One FBI agent said that CASKU offered their expertise and made grand jury suggestions, but “they didn’t even listen to us.” Trip DeMuth telephoned me at home that night to say he thought the FBI agents were “a presumptuous bunch.”

 

 

I knew the interviews would be a one-shot chance. Once the Ramseys walked out, we wouldn’t be seeing them again.

Pete Hofstrom urged me to be “soft and comfortable” with John and Patsy, for “they might want to work with us.”

I guess he wanted me to ask tough questions like “What’s it like living in Atlanta? Hot and humid, I bet, huh?”

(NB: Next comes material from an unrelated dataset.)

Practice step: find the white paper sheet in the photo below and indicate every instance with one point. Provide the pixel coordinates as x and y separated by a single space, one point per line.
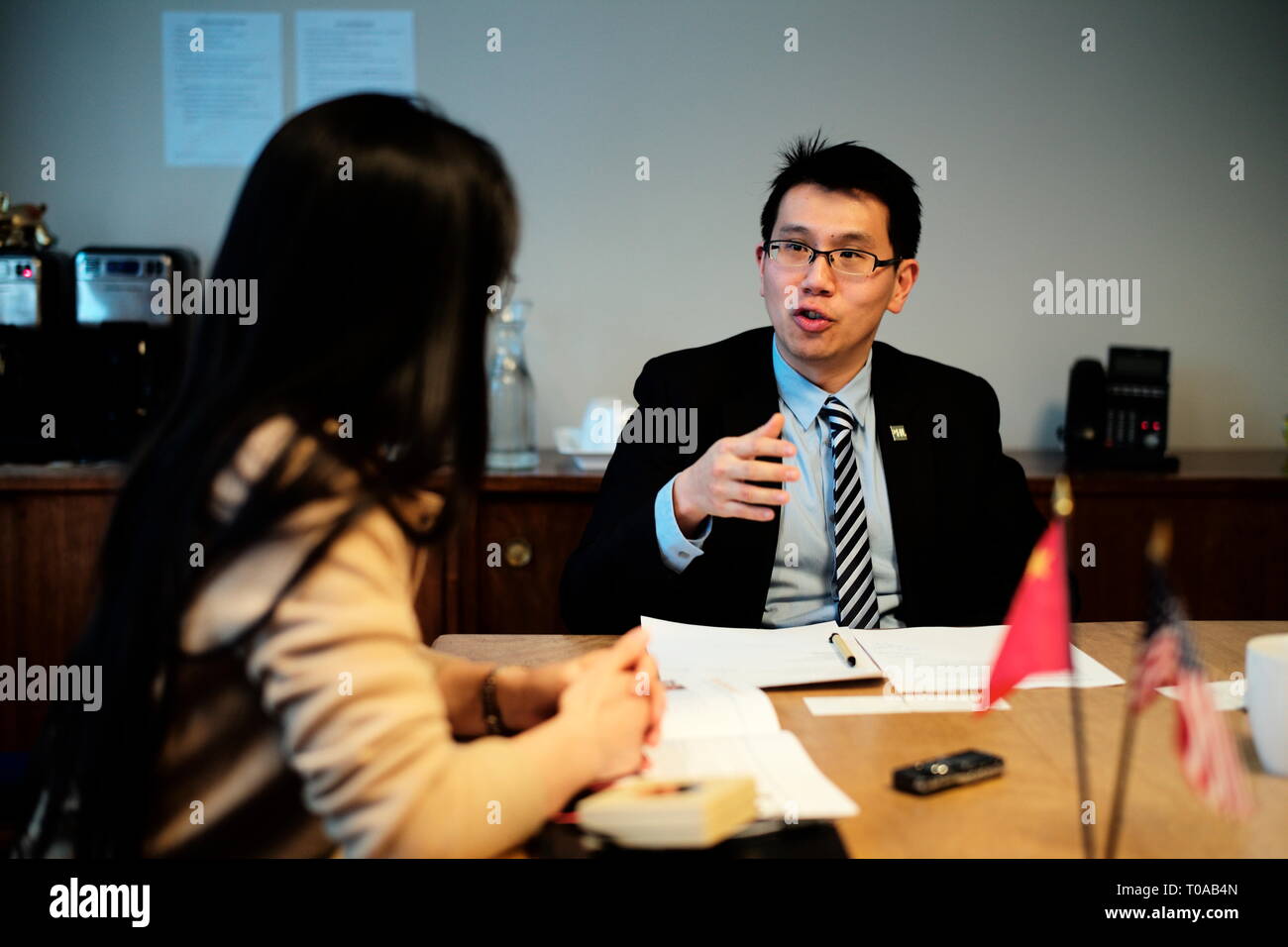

But I had conducted many interrogations, and I knew this one was going to be the hardest of them all. The most difficult thing in police work is to obtain a murder confession, and I damned well knew one was not going to come during this silly fishbowl interview. One-on-one in an interview room the day the body was found, I might have had a chance to have gotten an acknowledgment of some involvement, but not here and now, with a bunch of lawyers hanging on every word.

 

 

I spent hours examining every piece of evidence, every photograph, every officer’s report.

A picture taken at the Whites’ dinner party on Christmas night caught my eye, and something nagged at my memory. Then it came to me—Patsy was wearing a red turtleneck sweater and black pants in the picture. I found in an interview with Rick French that he said the morning of December 26 she was wearing a red turtleneck and black pants. She was wearing the same damned clothes! Had she been up all night in them? I wondered.

This woman, to whom looking good appeared always so important that she had a closet filled with designer clothes, had attended a party, come home late, put her children to bed, gone to sleep herself, arose early to fly across the country, put on fresh makeup and fixed her hair, and then put on the same clothes she had worn the previous night? Not likely, in my opinion. When I mentioned it the next day to Trip DeMuth, he remarked, “So she wore the same clothes two days in a row. Big deal.”

Maybe it wasn’t for him, but to a former Miss America contestant?

18

The interviews with Patsy and John Ramsey produced no earthshaking revelations. Having had the opportunity to study police reports, and with their lawyers and experts crawling all over evidence that should never have been shared, I felt the parents were about as well rehearsed as actors taking the stage. But at the end of the day, I concluded that as investigators, we had reached our goal—we had established probable cause. And when Patsy Ramsey left that room, I believe she could have been in handcuffs and charged with involvement in the death of JonBenét.